Прежде здоровье журналиста не давало сбоя. Конечно, у него, как у многих, иногда ломило в коленях или вдруг начинала болеть голова. Но это тоже было неотъемлемой, практически необходимой частью его профессии. А вот головокружение и обмороки никуда не годились.

— Наверное, я была слишком резка, — Маргарет уселась рядом.

Но было слишком поздно для извинений. Теперь на ее фоне он чувствовал себя старым дедом, который хлопается в обморок из-за любого потрясения.

— Сначала нужно думать, а потом говорить! Вот же ж в самом деле нашли дурака!

Мартис резко подскочил со скамейки и, игнорируя легкое чувство тошноты, зашагал прочь.

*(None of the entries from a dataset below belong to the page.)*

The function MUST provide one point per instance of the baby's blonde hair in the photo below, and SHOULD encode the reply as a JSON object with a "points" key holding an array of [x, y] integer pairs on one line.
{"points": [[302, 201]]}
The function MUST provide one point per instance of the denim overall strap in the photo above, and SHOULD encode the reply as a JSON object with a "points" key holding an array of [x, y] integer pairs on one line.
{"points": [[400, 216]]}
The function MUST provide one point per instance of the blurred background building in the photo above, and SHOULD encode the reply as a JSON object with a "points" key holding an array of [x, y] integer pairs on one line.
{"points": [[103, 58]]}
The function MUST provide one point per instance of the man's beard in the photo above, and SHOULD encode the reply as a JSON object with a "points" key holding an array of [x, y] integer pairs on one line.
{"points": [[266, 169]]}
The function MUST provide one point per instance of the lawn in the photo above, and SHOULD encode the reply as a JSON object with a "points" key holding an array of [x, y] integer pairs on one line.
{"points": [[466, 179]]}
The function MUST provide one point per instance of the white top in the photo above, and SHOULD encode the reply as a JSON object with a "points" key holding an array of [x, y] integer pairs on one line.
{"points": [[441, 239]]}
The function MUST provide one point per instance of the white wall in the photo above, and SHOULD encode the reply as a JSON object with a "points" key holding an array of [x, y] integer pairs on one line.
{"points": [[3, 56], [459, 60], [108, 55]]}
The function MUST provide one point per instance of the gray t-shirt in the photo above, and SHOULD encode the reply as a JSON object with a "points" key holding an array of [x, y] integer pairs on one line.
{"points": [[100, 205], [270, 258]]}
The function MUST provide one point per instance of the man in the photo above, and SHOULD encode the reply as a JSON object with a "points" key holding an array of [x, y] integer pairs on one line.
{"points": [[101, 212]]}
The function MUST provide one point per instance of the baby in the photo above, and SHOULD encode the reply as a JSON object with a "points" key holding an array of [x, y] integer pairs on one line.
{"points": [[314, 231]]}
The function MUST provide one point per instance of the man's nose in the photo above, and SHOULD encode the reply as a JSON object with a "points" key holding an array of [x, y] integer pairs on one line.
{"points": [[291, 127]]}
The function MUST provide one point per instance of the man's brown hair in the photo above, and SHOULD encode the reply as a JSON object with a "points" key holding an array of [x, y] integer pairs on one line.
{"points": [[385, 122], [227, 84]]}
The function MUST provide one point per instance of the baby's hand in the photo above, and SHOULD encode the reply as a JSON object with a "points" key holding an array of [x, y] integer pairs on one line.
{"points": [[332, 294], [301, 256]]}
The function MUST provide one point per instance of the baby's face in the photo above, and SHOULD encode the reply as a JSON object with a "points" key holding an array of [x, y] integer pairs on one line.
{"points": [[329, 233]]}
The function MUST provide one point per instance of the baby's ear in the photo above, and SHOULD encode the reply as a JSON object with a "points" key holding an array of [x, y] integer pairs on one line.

Никто за ним не пошел. Похоже, им тоже надоело играть. Было непонятно, почему они к нему так прицепились. Возможно, хотели обобрать. Сейчас было важно только добраться до машины. Потом можно позвонить Нине и попросить приехать домой. Они вместе утонут в безликой рутине и всплывут желательно не раньше следующей недели. А там можно и снова совершить какой-нибудь абсурдный поступок, типа сегодняшнего, чтобы как-то развеять скуку.

Уже подходя к машине, Мартис заметил, что на нее облокотился высокий темноволосый мужчина в кожаном пальто и неприлично больших черных очках, практически спадавших с него.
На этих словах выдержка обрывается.